Paul. — Oui, mon ami, la bondrée est friande des guêpes, dont la piqûre est si douloureuse ; elle les avale sans nul souci de leur aiguillon, comme le hérisson mange la vipère sans se préoccuper de ses crochets venimeux. Elle assaille leurs nids à coups de bec pour extraire les nymphes des cellules, elles apporter, tendres et grasses, à ses petits.

La bondrée est un peu moindre que la buse commune. Son dos est brun ; la gorge est d’un blanc jaunâtre, avec des lignes brunes ; la poitrine et le ventre blancs et mouchetés de taches obscures en forme de cœur. La queue est traversée par trois larges bandes sombres. Le bec est noir. Enfin la tête du vieux mâle est d’un gris bleu. La bondrée niche dans les bois, sur les arbres élevés. Ses œufs sont assez petits, d’un blanc jaunâtre, marqués de grandes taches brunes, parfois si nombreuses que le fond s’aperçoit à peine.

La buse pattue a les pieds revêtus de longues plumes, comme certaines races de pigeons portant la même dénomination. Elle fréquente les bords des rivières, les plaines incultes, les bois, et vit de mulots, de taupes, de reptiles, au besoin d’insectes.

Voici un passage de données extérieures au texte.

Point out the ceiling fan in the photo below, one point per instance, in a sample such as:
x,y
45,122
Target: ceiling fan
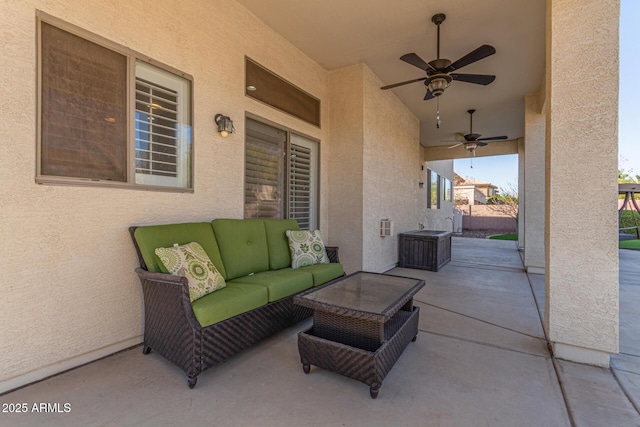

Terminons là notre conversation sur les oiseaux de proie. Je vous ai fait connaître les principaux rapaces, tant diurnes que nocturnes ; je vous ai dit leurs mœurs, leur nourriture, les services qu’ils nous rendent ou les dommages qu’ils nous font. C’est maintenant à vous de compléter ces trop courtes notions par l’observation des faits qui journellement se passent sous vos yeux. Ne dédaignez pas de donner un coup d’œil attentif à la buse qui, juchée sur une motte, attend patiemment le mulot ; à la crécerelle qui vole en criant autour du clocher et fond tantôt sur la souris, tantôt sur le moineau ; au milan qui plane immobile dans le bleu du ciel ; vous trouverez dans les traits de mœurs recueillis par vous-mêmes d’abord la satisfaction de l’esprit, toujours avide de savoir, et, par surcroît, des renseignements très utiles aux intérêts de l’agriculture.

Jules. — Il me semble, mon oncle, que vous avez oublié les oiseaux de proie les plus communs, les corbeaux.

Paul. — Les corbeaux ne sont pas des oiseaux de proie ; ils n’ont pas le bec crochu, les serres prenantes, les ongles acérés et recourbés des oiseaux faits pour vivre de rapine. Je vous en parlerai demain.